The allure of being your own boss is a strong pull for many to escape the traditional demands of a regular job. Recently, app-oriented companies (such as Uber, Washio, Postmates, Shyp, and others) have become popular ways for non-capitalized erstwhile entrepreneurs to enter the wide world of self-employment.
Becoming an independent contractor brings many benefits, including flexible hours, flexible working conditions, possibilities of setting one’s own fees, and deductibility of business and home office expenses, essentially “from dollar one.”
On the flip side (because every silver lining has a cloud, of course), there are additional responsibilities for independents: more stringent record keeping, close budgeting, insurance – health, property, liability, and disability – at least, liability concerns, and capital expenditures, to name but a few.
Traditionally, starting one’s own business (or “striking out on one’s own”) has involved careful planning, perhaps rounding up some initial capital (seed money), and – even if not set in print – developing at least some semblance of a business plan as to how the new venture should operate and accomplish its goals, usually first and foremost, generating income for the entrepreneur.
Franchising has helped take some of the free-form aspects out of entrepreneurship by providing a cookie-cutter model, generally stated startup costs, and often-well-estimated projections of earnings, taking a good portion of the guesswork and supposition out of the equation. The initial trade-off here, of course, is the cost of the franchise (franchising fees) over and above any perceived value of the name brand itself.
In this new era of app-based companies looking to amass a 24-hour, on-demand, flexible workforce, the appeal to those wishing to break out of either traditional model (as an employee or as one starting a new venture, either from the ground up or via franchising) is clear: with essentially no money, one may submit an application, and with such low risk to the app-based enterprise, be reasonably assured of starting down the path to financial (and other) independence in a matter of hours or days.

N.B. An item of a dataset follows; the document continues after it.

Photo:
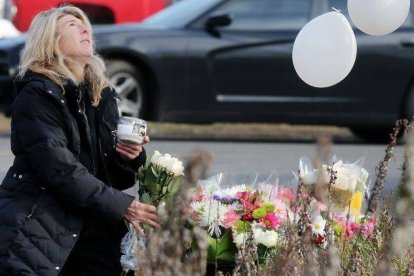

The problem is that it is necessary to consider the great risks being accepted by the newly-independent contractor in these situations. Driving for a company such as Uber, for example, means additional wear and tear on one’s formerly personal vehicle, giving rise to increased maintenance and repair costs. Insurance, originally stated for “personal use,” is no longer so clear cut, possibly exposing the driver to additional liability (or the need for additional liability insurance).
To increase gross revenues by making one’s vehicle more attractive to would-be passengers (customers, or fares), many drivers upgrade to cars they could not otherwise afford, anticipating additional income from the revenue stream of the driving-for-hire business singulair medicine. So what happens should something interrupt that income stream, such as an illness or even termination? Now, the driver is possibly left with unsustainable debt for a vehicle which is no longer needed or wanted, with no easy way out. Surely, this happens to other small businesses, as well. The difference is that usually there is some additional capitalization behind such purchases and there is more than one revenue stream contributing to the (added) debt service each month.
Perhaps the area in which the driver is working considers such services in line with taxi and limousine services, requiring additional registration, reporting, and fees. As he or she is acting as an independent contractor, the app-based company may be reticent to step in to mitigate this additional overhead.
Our opinion in these matters is not that the app-based model is a bad idea, nor are we expressing a professional opinion as to whether drivers (in the illustration provided, above) are indeed independent contractors or statutory employees (many factors go into making these determinations, and it is best to seek guidance from your tax professional before blindly accepting what the person or entity on the other side of the table asserts to be the case). We are saying that there are more factors to consider than just how quickly one may start raking in the cash with how small an investment in sweat equity and/or capital.